Given that foreign citizens have no right to immigrate to the United States, and that therefore there is no moral or legal cost to freezing further Muslim immigration, elementary prudence counsels that we do so, at least until these assimilation issues are sorted out to the satisfaction of the American people. We would be fools not to, given the favorable cost-benefit ratio.

I should add that the article is sickening in the credence it gives to CAIR and Rep. Ellison, but that is par for the course for the MSM.

Paul K. writes:

I wonder if that Newsweek article was interesting?

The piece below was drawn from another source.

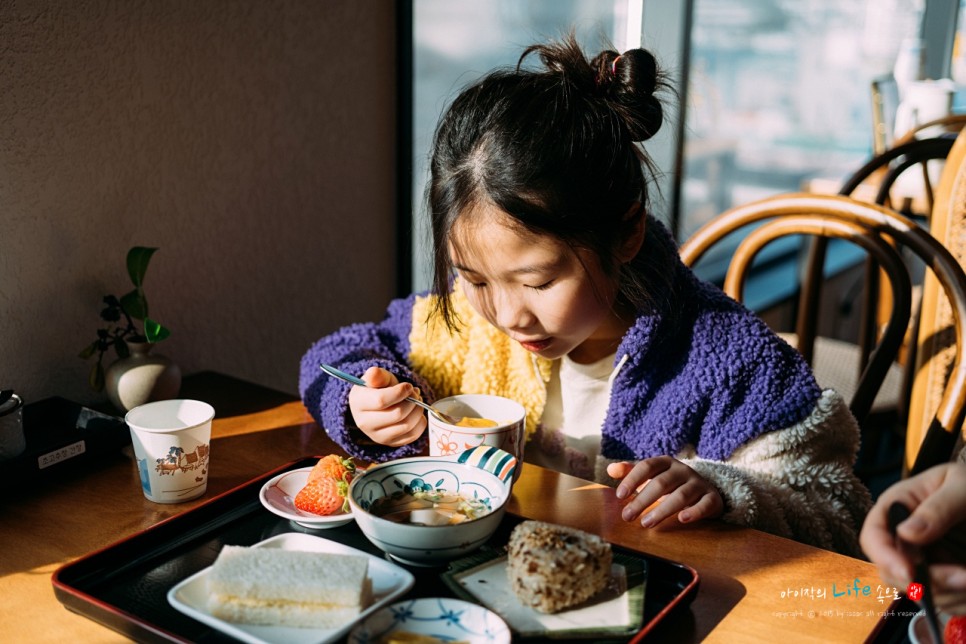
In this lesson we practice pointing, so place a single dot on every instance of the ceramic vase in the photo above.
(141, 377)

I’ll never know as I can’t get past a line like the subhead, “Muslim Americans are one of this country’s greatest strengths.” That’s the sort of mindless pap that has made magazines like Newsweek completely irrelevant to any serious debate.

LA replies (before Bill Carpenter’s e-mail came in):

I confess to a similar reaction when I looked at that same article—and, for that matter, when I’ve looked at virtually any article in Newsweek or Time for the last 15 or more years. I said to myself that I would get back to it and read it later, but somehow…

I posted it for the benefit of anyone who has the fortitude to read it. And I’ll try again to read it myself. I really will.

LA continues:

If, as Mr. Carpenter says, the article is showing very strong evidence that Muslims are not assimilating, and if the same article is casting bouqets (sp?) at the likes of CAIR and Ellison, then it sounds to me as though this is Newsweek’s message: Muslims are not assimilating, but that’s fine, because America is not a nation or a culture, but a process of being open and welcoming to everyone. In other words, Newsweek’s philosophy is the same as Britain’s.

Charles T. writes:

Mr. Hechtman wrote: “It makes a big difference. Our whole open-borders stance is based on the assumption that the first generation immigrants can be any kind of third-world tribal benighted superstitious whatever-and-whatever they want. It doesn’t matter. Their grandchildren will belong to us. If that assumption fails, we have a problem.”

Mr. Hechtman there is ample evidence that your assumption is wrong. Why then does your country continue to import cultures that hate your culture? I think I have a good idea of why the U.S. government is making such a stupid mistake. However, I would like to hear from you on this, from a Canadian perspective.